So why is it that we are all such damn liars? You possess in your mind a very foggy, sloppy hierarchy of when lying is acceptable and when it isn’t. We all do. For a lot of us, lying is really only unacceptable when we are on the receiving end. For more, we have ideas about lying in order to spare the feelings of those we love – “No, you certainly don’t look like a refuse sack full of footballs in that leather skirt” – and so on. That might be considered on the nobler end of the ignoble liar’s scale. Mostly, we lie to avoid telling the truth. It’s considered rude to say “No, actually, I would rather repeatedly take a flat palm to my own face all afternoon than listen to you give an incredibly pedantic account of the fight you had with your husband at Ikea.”

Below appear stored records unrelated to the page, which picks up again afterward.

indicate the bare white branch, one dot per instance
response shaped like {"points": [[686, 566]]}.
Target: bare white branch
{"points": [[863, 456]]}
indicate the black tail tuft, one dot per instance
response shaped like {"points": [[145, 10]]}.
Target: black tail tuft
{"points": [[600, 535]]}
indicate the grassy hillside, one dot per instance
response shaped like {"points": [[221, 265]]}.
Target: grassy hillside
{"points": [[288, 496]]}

Instead, we just say, “I wish I could, but I actually have a meeting at that time”. It seems pretty harmless, but lies like these add up, and after a while, you might respect yourself a little less and resent the fact that you’ve accumulated a collection of acquaintances you can’t stand because you weren’t courageous enough to firmly but politely turn down their coffee offers, or express disinterest in their rants.

Murderer at the door

When I was studying philosophy, I was fascinated by Kant’s example of the murderer at the door. According to Kant, lying is always wrong. Unless we could make lying a universal maxim – which would mean roughly that it would always be acceptable to lie in every situation – then we can never lie at all. Kant is the first philosopher most students encounter who starkly values principles over consequences in this respect – you cannot lie, no matter the consequences. He takes this so far as to create one of the most extraordinary and interesting scenarios in philosophy. Imagine that you live in a rather isolated house in the woods. You hear a thunderous knocking one night when you’re alone, and you open the door. A panicked man stumbles in, screaming that he is being chased by a murderer who is trying to kill him. “Hide me!” he implores. So you do. You believe that he is telling the truth, so you hide him in the basement and go back upstairs.

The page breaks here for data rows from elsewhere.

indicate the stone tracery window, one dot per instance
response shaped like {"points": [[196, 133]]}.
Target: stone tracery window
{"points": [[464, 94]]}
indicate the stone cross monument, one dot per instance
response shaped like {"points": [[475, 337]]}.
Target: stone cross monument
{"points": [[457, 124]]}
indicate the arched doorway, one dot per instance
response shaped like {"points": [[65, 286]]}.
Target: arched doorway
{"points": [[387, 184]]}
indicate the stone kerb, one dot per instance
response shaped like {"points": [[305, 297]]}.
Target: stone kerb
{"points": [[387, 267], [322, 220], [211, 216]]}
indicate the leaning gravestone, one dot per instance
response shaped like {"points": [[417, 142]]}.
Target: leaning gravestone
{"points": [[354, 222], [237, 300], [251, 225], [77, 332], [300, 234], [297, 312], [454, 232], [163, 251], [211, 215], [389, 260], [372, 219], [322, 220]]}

There’s another banging on the door. This time, when you open it, the murderer stands there with his weapon, angry and clearly intent on violence. He describes in detail the poor fellow you’ve just hidden in the basement. “Do you know where that man is?” he asks. According to Kant, we have a moral duty to say “Yeah, he’s down in the basement”.

By usual standards, this seems insane. But Kant would argue that our duty is to tell the truth. The murderer has a duty not to murder, and we are not responsible for what he does with the honest answer we give him. For Kant, lying really is black and white.

Still, we would all like to be more honest. Perhaps it would be easier to live in a world of Kantian truthfulness if honesty were something we generally appreciated, but it isn’t. When someone gives a truly honest answer, which is rare, we consider it rude. As I was pondering this on the train, my phone pinged with a text from someone who I can’t seem to shake off – an acquaintance with a penchant for gossip, which doesn’t really interest me. “Coffee tomorrow at three?” the text read. Before realising it, I’d responded “I’m sorry but I have a meeting”. I didn’t. Ah feck.